O Brasil é o país que mais faz interceptação de dados no mundo. São 1,06 pedidos por minuto[19]. São tantos os pedidos que as operadoras afirmam que não atendem todos por não estarem de acordo com o que determinam as regras da Lei de Interceptação de Comunicações Telefônicas:
Nem todas as demandas, no entanto, são atendidas. Eduardo Levy, presidente-executivo do Sindicato Nacional das Empresas de Telefonia e de Serviço Móvel Celular e Pessoal (SindiTelebrasil) explica que existe um rito descrito na lei 9.296/96. “Se o pedido não vier conforme esta lei, as operadoras respondem que não podem atender o pedido pois não segue as exigências legais”, diz. Além disso, todo pedido feito passa a constar de um cadastro, em que ficam listadas as autoridades responsáveis pelo pedido e recebimento dos dados[20].
A questão que salta aos olhos numa declaração dessas é: como alguém concedeu uma liminar de interceptação de dados pessoais de maneira ilegal? Como é que o sistema judiciário pode produzir provas de forma ilegal? Quem controla este enxame de decisões liminares sem quaisquer garantias constitucionais? E, ao final de tudo, percebe-se que estes dados trazidos, de que o Brasil é o país mais intercepta dados no mundo, realça a traços fortes um estado de vigilância constante que não cria e não tem, ou são fracos, os controles instituídos para evitar as invasões e a destruição das garantias constitucionais dos cidadãos.

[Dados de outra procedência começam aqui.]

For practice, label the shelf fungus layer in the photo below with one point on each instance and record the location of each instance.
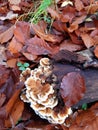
(42, 94)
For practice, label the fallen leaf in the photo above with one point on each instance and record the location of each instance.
(88, 40)
(22, 31)
(4, 75)
(14, 46)
(37, 46)
(30, 56)
(75, 24)
(2, 55)
(54, 14)
(86, 120)
(96, 51)
(72, 88)
(2, 99)
(7, 35)
(92, 8)
(68, 14)
(41, 33)
(10, 15)
(16, 2)
(79, 5)
(69, 45)
(12, 63)
(15, 114)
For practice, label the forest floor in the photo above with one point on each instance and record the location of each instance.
(61, 38)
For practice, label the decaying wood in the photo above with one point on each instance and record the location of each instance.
(62, 67)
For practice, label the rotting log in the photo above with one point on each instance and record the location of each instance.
(62, 67)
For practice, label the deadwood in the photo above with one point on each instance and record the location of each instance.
(62, 66)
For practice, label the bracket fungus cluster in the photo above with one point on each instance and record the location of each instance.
(41, 94)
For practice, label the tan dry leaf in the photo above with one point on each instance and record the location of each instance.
(96, 51)
(15, 114)
(10, 15)
(15, 2)
(14, 46)
(54, 14)
(22, 31)
(74, 26)
(7, 35)
(12, 63)
(70, 46)
(72, 88)
(92, 8)
(41, 33)
(86, 120)
(79, 5)
(88, 40)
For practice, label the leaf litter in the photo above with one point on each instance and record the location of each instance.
(73, 29)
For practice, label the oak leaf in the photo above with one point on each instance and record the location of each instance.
(15, 46)
(96, 51)
(87, 39)
(7, 35)
(39, 31)
(70, 46)
(72, 88)
(37, 46)
(22, 31)
(79, 5)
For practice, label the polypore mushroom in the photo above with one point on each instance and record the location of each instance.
(41, 94)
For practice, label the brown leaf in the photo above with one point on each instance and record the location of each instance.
(22, 31)
(13, 99)
(15, 46)
(68, 14)
(87, 39)
(86, 120)
(4, 75)
(30, 56)
(37, 46)
(54, 14)
(96, 51)
(45, 36)
(12, 63)
(16, 2)
(72, 88)
(7, 35)
(76, 23)
(79, 5)
(2, 99)
(92, 8)
(70, 46)
(15, 114)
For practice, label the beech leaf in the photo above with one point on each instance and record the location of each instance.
(72, 88)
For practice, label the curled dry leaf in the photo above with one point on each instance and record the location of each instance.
(96, 51)
(45, 36)
(4, 75)
(10, 15)
(88, 40)
(79, 5)
(70, 46)
(76, 23)
(22, 31)
(12, 63)
(68, 14)
(7, 35)
(2, 99)
(86, 120)
(15, 114)
(37, 46)
(72, 88)
(15, 46)
(54, 14)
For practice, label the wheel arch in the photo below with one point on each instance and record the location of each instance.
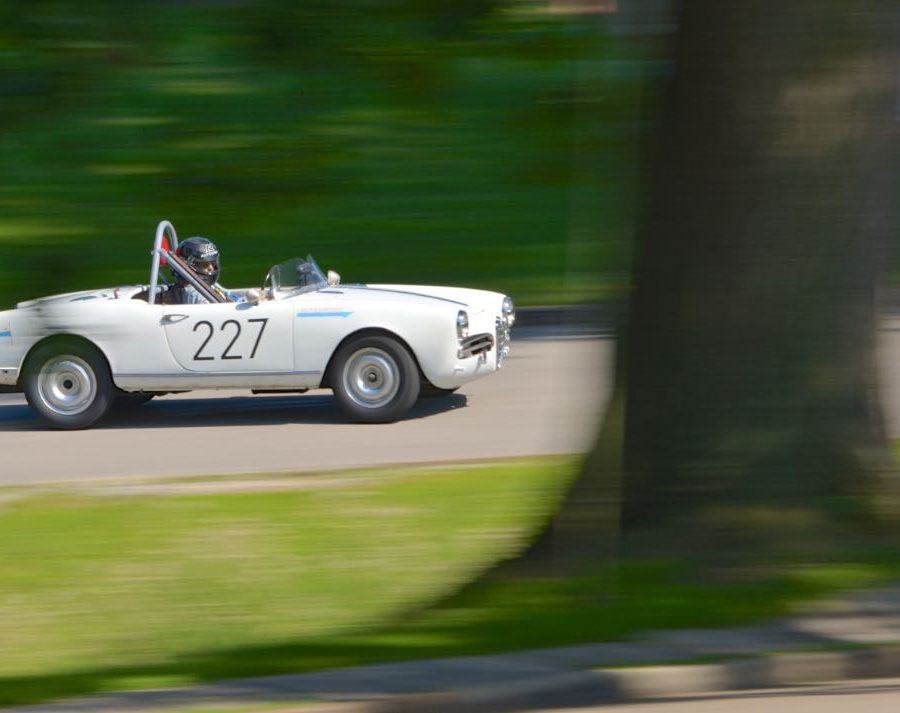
(60, 339)
(368, 332)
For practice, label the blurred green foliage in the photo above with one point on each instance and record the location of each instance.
(470, 142)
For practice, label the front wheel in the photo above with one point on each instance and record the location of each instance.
(375, 379)
(67, 385)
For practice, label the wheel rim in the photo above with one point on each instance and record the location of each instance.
(371, 378)
(67, 385)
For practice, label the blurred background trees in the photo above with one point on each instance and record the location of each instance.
(427, 141)
(747, 422)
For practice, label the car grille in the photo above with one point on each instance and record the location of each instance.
(503, 340)
(474, 345)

Neste sentido, e numa tentativa de construir questões mais propositivas, quais são estes controles instituídos e por quê eles não garantem os direitos dos cidadãos ou, pelo menos, impedem este exagero institucional? Os procedimentos instituídos pela Lei de Interceptação de Comunicações Telefônicas trazem desenhos não muito bem definidos e altamente discricionários.
Em matéria penal, a discricionariedade, não raro, é um espaço aberto ao arbítrio e à ilegalidade. Ao se ampliar muito as possibilidades de se executar uma norma processual penal, o princípio da legalidade estrita é sempre tomada de assalto por práticas que fogem do espírito constitucional e legal.

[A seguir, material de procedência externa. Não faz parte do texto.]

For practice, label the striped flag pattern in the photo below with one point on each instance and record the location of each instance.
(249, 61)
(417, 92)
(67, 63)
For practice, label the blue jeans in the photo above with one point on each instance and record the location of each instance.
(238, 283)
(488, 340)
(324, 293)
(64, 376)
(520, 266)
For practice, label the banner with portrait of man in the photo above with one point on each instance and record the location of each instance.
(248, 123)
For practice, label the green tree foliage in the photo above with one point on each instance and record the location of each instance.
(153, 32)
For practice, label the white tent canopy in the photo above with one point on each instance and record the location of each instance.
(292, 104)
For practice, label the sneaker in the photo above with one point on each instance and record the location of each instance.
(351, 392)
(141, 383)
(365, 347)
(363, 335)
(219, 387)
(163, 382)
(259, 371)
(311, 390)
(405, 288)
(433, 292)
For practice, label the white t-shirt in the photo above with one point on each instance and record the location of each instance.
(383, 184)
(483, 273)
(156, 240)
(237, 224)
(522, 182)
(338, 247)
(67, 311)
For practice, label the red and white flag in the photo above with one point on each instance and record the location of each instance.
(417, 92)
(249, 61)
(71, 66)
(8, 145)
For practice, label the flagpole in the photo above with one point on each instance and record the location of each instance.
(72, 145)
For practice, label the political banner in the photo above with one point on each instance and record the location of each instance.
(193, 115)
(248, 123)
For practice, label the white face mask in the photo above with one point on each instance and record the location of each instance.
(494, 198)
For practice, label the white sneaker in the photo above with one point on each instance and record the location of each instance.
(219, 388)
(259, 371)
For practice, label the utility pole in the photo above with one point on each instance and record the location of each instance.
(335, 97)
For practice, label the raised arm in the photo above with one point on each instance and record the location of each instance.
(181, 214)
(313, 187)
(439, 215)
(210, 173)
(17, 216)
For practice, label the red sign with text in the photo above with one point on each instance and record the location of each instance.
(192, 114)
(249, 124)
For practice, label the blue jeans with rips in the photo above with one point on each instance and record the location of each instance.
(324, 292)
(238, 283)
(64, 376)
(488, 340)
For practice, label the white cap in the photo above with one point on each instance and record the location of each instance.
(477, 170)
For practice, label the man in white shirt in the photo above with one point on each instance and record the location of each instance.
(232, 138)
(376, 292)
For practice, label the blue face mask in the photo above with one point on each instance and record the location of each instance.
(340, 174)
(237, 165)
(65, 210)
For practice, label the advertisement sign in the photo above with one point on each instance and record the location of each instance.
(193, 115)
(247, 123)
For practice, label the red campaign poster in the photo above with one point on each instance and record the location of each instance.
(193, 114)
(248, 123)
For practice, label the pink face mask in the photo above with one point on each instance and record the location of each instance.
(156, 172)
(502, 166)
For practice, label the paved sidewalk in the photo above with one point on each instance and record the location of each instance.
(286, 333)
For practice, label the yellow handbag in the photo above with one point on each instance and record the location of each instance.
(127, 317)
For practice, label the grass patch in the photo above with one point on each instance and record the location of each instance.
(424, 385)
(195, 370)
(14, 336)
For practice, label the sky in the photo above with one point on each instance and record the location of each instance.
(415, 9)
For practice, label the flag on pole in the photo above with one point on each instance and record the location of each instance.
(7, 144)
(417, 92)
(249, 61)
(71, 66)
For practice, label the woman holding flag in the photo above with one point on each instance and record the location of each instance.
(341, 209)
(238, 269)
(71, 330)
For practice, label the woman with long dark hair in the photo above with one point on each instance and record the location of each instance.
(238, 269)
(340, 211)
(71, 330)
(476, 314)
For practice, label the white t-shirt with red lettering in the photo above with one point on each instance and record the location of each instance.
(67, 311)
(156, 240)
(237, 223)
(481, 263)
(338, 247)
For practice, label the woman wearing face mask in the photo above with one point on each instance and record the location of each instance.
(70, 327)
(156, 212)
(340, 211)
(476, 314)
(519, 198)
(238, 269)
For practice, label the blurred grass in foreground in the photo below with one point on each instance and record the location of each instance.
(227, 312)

O procedimento inicial para a concessão da medida liminar foi instituído em termos negativos direcionados ao juiz da causa, ou seja, determina-se quando não será realizada a interceptação de dados. Assim, a lei determina que não será concedida a liminar para a interceptação de dados quando “não houver indícios razoáveis da autoria ou participação em infração penal”, se a “a prova puder ser feita por outros meios disponíveis” ou o se o “fato investigado constituir infração penal punida, no máximo, com pena de detenção”, conforme o art. 2º da Lei de Interceptação de Comunicações Eletrônicas.
A liminar não deve ser concedida quando não houver indícios razoáveis de autoria ou participação. O que seria razoável? A razoabilidade é dada pela investigação ou pelo teor do caso? Em muitas situações presenciadas por mim, vejo que é ao teor da acusação o peso axiológico maior para se decidir sobre a razoabilidade da medida, principalmente nas investigações que envolvem pedofilia infantil na internet. Inúmeros inquéritos policiais são formados sem a descrição exata do crime e das pessoas envolvidas, apenas fundadas em números IP (internet protocol) sem definir qual é a pessoa por trás daquele sistema telemático. Diante disto, vê-se como problemática a aplicação da razoabilidade se a investigação não responder alguns quesitos básicos, que perpassarão por estas perguntas: quais são os fatos que comprovem a autoria? Quem enviou e de onde enviou o documento? Quem fez comentário maldoso? E se os dados estiverem criptografados? Pode-se utilizar outro método de investigação?
Ao estabelecer alguns quesitos básicos de análise da razoabilidade, evitaria-se inúmeros transtornos existentes na discricionariedade deste critério legal, em que o exegeta pode atribuir maior valor a repercussão do fato do que a investigação em si.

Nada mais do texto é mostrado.